宝塚歌劇団に「花の95期生」と呼ばれる黄金世代がいることをご存じでしょうか。
礼真琴さん、柚香光さん、朝美絢さんなど、現在の宝塚を牽引するトップスターを次々と輩出した、まさに伝説の学年です。
そのなかにあって、独自のオーラと深みのある歌唱力で多くのファンを魅了し続けているのが、瀬央ゆりあさんです。
入団成績は下位、新人公演の初主演はラストチャンスの研究科7年目。
そんな”遅咲き”の苦労人が、いまや雪組の2番手男役として舞台の中心に立っています。

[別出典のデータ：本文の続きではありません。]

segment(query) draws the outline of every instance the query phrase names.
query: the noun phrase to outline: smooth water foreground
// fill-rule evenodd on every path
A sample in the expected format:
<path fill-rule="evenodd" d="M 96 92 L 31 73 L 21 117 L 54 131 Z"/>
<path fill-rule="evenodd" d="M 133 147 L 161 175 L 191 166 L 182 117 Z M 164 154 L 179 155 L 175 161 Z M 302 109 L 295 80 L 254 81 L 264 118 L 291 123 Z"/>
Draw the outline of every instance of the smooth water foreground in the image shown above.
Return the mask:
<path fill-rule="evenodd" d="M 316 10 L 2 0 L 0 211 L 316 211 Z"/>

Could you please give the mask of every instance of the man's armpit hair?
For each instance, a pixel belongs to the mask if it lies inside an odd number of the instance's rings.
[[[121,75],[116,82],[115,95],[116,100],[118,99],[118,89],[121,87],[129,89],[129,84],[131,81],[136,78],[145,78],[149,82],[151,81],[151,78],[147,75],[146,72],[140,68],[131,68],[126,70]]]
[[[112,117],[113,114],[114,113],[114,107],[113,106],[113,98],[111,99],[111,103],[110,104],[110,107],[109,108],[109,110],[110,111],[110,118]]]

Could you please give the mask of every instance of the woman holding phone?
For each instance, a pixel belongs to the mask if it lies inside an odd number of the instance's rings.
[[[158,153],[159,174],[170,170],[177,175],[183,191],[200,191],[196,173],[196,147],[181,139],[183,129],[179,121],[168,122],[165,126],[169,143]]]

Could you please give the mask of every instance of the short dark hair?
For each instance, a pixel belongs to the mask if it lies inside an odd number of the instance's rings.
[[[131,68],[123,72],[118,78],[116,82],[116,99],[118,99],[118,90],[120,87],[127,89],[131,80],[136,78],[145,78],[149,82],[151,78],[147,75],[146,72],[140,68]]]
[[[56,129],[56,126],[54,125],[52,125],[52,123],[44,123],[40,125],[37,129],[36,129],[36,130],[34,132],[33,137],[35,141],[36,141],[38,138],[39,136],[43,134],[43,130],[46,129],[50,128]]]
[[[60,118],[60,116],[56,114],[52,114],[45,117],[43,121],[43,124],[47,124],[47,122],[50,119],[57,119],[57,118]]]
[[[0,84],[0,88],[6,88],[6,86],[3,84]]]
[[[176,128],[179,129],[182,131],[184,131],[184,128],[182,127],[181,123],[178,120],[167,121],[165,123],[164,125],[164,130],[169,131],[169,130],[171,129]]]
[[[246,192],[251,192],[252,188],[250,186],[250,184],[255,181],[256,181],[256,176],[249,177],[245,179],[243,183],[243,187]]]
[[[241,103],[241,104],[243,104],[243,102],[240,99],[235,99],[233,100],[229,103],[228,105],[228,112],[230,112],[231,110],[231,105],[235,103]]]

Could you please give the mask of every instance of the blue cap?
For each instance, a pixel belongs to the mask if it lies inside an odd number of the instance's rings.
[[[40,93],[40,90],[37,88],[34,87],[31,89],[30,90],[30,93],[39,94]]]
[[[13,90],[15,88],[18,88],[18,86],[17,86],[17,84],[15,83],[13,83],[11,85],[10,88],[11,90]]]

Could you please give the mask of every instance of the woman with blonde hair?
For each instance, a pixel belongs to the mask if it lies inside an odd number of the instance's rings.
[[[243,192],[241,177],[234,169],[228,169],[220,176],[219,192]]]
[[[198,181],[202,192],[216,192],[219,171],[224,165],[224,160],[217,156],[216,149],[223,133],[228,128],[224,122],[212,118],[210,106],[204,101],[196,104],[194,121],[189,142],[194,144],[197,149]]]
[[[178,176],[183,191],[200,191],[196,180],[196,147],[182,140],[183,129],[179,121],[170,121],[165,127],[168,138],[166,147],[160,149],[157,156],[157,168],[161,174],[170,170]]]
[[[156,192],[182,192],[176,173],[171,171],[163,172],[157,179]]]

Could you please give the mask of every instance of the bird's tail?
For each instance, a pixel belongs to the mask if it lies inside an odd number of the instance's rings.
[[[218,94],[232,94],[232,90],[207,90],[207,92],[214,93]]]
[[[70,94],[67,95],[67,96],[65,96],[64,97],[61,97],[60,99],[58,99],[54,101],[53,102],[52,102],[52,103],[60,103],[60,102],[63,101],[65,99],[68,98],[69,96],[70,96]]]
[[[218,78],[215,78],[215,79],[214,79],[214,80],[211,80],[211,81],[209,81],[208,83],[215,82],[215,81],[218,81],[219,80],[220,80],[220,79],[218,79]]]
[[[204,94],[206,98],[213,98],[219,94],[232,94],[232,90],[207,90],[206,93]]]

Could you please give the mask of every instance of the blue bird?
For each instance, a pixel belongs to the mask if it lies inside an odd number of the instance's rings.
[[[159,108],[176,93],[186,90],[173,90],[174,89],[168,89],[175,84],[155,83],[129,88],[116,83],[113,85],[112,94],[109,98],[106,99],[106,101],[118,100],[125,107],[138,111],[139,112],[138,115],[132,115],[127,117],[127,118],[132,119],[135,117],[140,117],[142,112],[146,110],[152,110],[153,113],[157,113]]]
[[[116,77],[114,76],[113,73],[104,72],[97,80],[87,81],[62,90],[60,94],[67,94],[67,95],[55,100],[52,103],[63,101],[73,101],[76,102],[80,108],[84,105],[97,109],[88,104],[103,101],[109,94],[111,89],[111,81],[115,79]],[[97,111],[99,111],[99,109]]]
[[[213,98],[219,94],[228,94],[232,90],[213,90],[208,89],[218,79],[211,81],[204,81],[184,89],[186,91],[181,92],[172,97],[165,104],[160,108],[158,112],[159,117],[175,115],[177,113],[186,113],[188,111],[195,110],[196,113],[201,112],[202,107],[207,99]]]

この記事では、瀬央ゆりあさんの身長・本名・何期・何組・歌唱力・血液型・生年月日・成績・性格・誕生日・年齢まで、プロフィールを丸ごと解説します。
身長・本名・血液型・誕生日・生年月日・何歳?基本プロフィールを一挙紹介
まず瀬央ゆりあさんの基本プロフィールから確認していきましょう。
瀬央ゆりあさんの身長は172cm。
これは宝塚の男役のなかでも高いほうで、舞台に立ったときの存在感は別格です。
もともと中学2年生のころにはすでに167cmあり、ピアノの先生にその長身を見込まれて宝塚音楽学校の受験を勧められたというエピソードが残っています。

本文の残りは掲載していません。